Uno spettro si aggira per l’Europa ed è un progetto faraonico che si chiama Human Brain Project. Vi sono coinvolte, scrive la Repubblica (si fa sempre così per épater le bourgeois, cifre tonde, numeri da capogiro), «più di cento istituzioni scientifiche di ventiquattro paesi».

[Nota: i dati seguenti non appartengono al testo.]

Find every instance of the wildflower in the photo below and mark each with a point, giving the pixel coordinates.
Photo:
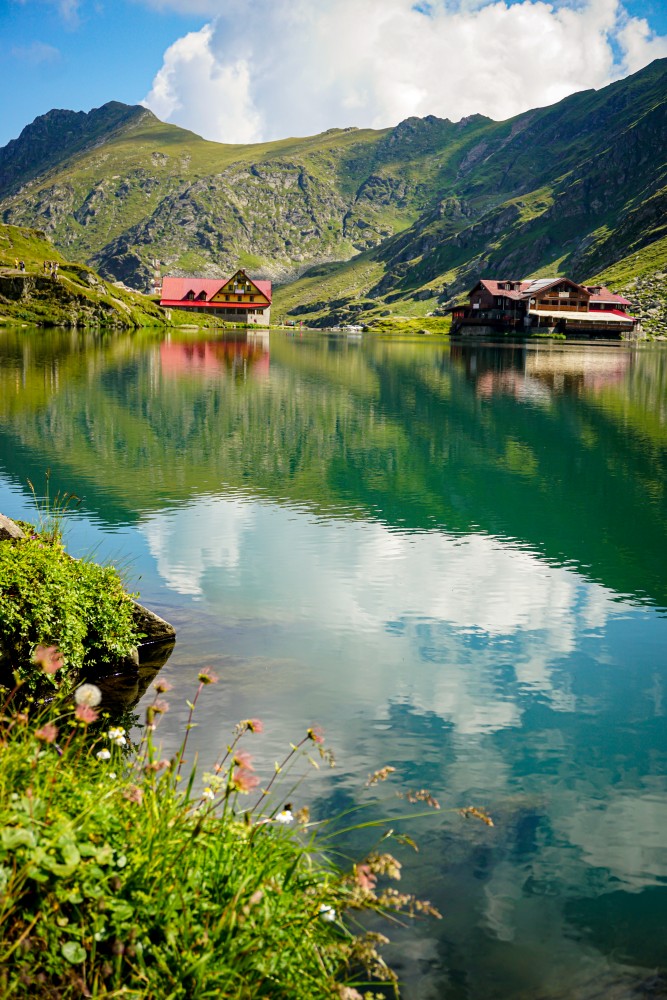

Lo scopo è quello di costruire un super-mega-iper-maxi-computer capace di simulare il funzionamento del cervello umano. Tutto solo per la modica cifra di più di un miliardo di euro. Spiega il quotidiano di Eugenio Scalfari: «Lo Human Brain Project è uno dei due progetti flagship europei, cioè i due progetti “faro” in cui l’Europa ha deciso di investire soldi ed energie per i prossimi dieci anni». Spiego io: che lo Human Brain Project sia un progetto “flagship” europeo significa che lo è per l’Unione Europea, cioè per gli Stati che ne sono membri, i quali sono chiamati a metterci la metà esatta del costo. Più di 500 milioni di euro nostri, miei e vostri che avete la bontà di leggere, cavatici dalle nostre saccocce attraverso tasse, imposte, gabelle, accise.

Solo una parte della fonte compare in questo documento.